Making a backup directory in the same directory with the original directory would not be a good example, that would be just stupid. Any backup directory should be placed as far as possible from the original directory, when not on a different filesystem, in which case they can have the same name.

The way how rsync handles names without trailing slashes is completely right.

The way how rsync handles trailing slashes to encode alternative behaviors might have been OK if this feature would not have been in conflict with the auto-complete feature of the shells.

For all the rsync behaviors that can be obtained by adding some "/", there are alternatives almost as simple as that.

A slight simplification in the encoding of the seldom used alternative behaviors is paid by a large complication in the typing of the frequently used behaviors, where you must always insert a backspace + space sequence after each directory name, to delete the dangerous trailing slash.


> you can rename the target directory before and after the rsync.

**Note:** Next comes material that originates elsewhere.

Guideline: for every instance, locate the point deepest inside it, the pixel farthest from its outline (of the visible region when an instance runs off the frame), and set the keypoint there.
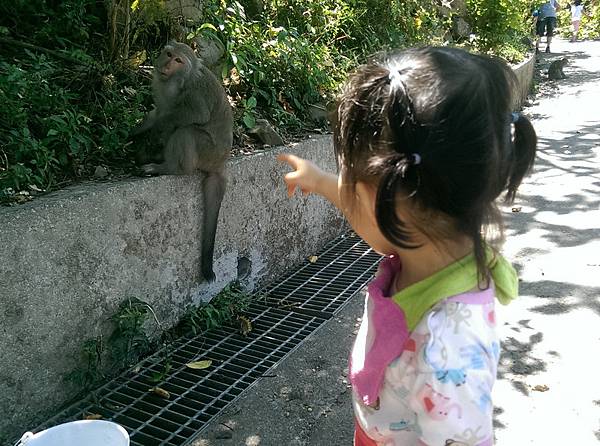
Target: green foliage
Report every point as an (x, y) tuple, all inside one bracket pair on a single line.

The problem is that the ergonomics of renaming a directory on a remote machine is vastly inferior to doing so on a local machine. Locally, you can use mv. There is no "rmv".

Even worse, rsync is from a different generation of unix utilities than cp/mv or rcp/rsh or scp/ssh. It is more "Swiss army knife" style, able to stand on its own. It shouldn't need to depend on a mythical rmv command.

Finally, I very frequently use the "copy a directory to a new name" feature, both locally and remotely. Locally, I use it to make a quick backup of a directory for emergency recovery. Remotely, syncing a local log directory to a remote "log.machine-name" is pretty common I think. Without renaming, you would do "log -> remote:machine-name", but machine-name would have to exist on the remote machine, necessitating a separate "rmkdir" command.


Great explanation! I prefer rsync to cp, etc., because of this consistency, but I never appreciated the idempotency implications.


Once I found the rsync --relative (-R) command mode and its /./ meta syntax, I no longer appreciated this trailing slash feature as a good idea on its own.

When you are worrying about idempotent re-sync of trees, I think it is so much more important to think about where the roots of the synchronization should match up between local and remote, and to make that explicit in the calling convention.

   rsync -Ra /src-only/./{a,b,c}  remote:/remote-only/./
I also think you should be writing this idempotent call in a script to presumably be reused over time, and this helps document the goal.


I didn't know about this meta-syntax, thanks - it looks very useful.

I would have to think about how it fits in with the philosophy of the trailing slash sometime, but I don't want to hurt my head right now.


Isn't that problem also solved with the `dir/.` syntax? Adding the `.` signifies content versus the directly itself

I think it's `cp` that uses that syntax


I knew most of this but it was a great refresher and I learned a few more details! Thanks!


I think that's a failure on SCP side. It should have never allowed scp -r dir target_dir with non-existent target_dir in the first place.


I get what you are saying: cp/scp should have consistent behavior when the second arg is a directory. The "problem" operation you describe is analogous to copying plain files, though (copying contents to a new name).

I don't think having to create a target directory first is obvious, although neither is the fact that bare "cp" doesn't copy directories.

Finally, for remote copying it would be a nightmare for scp to require the destination directory to exist. To copy a directory tree to a remote server with a new name you'd need to either ssh a remote mkdir command, or add a flag to scp to specify the new name.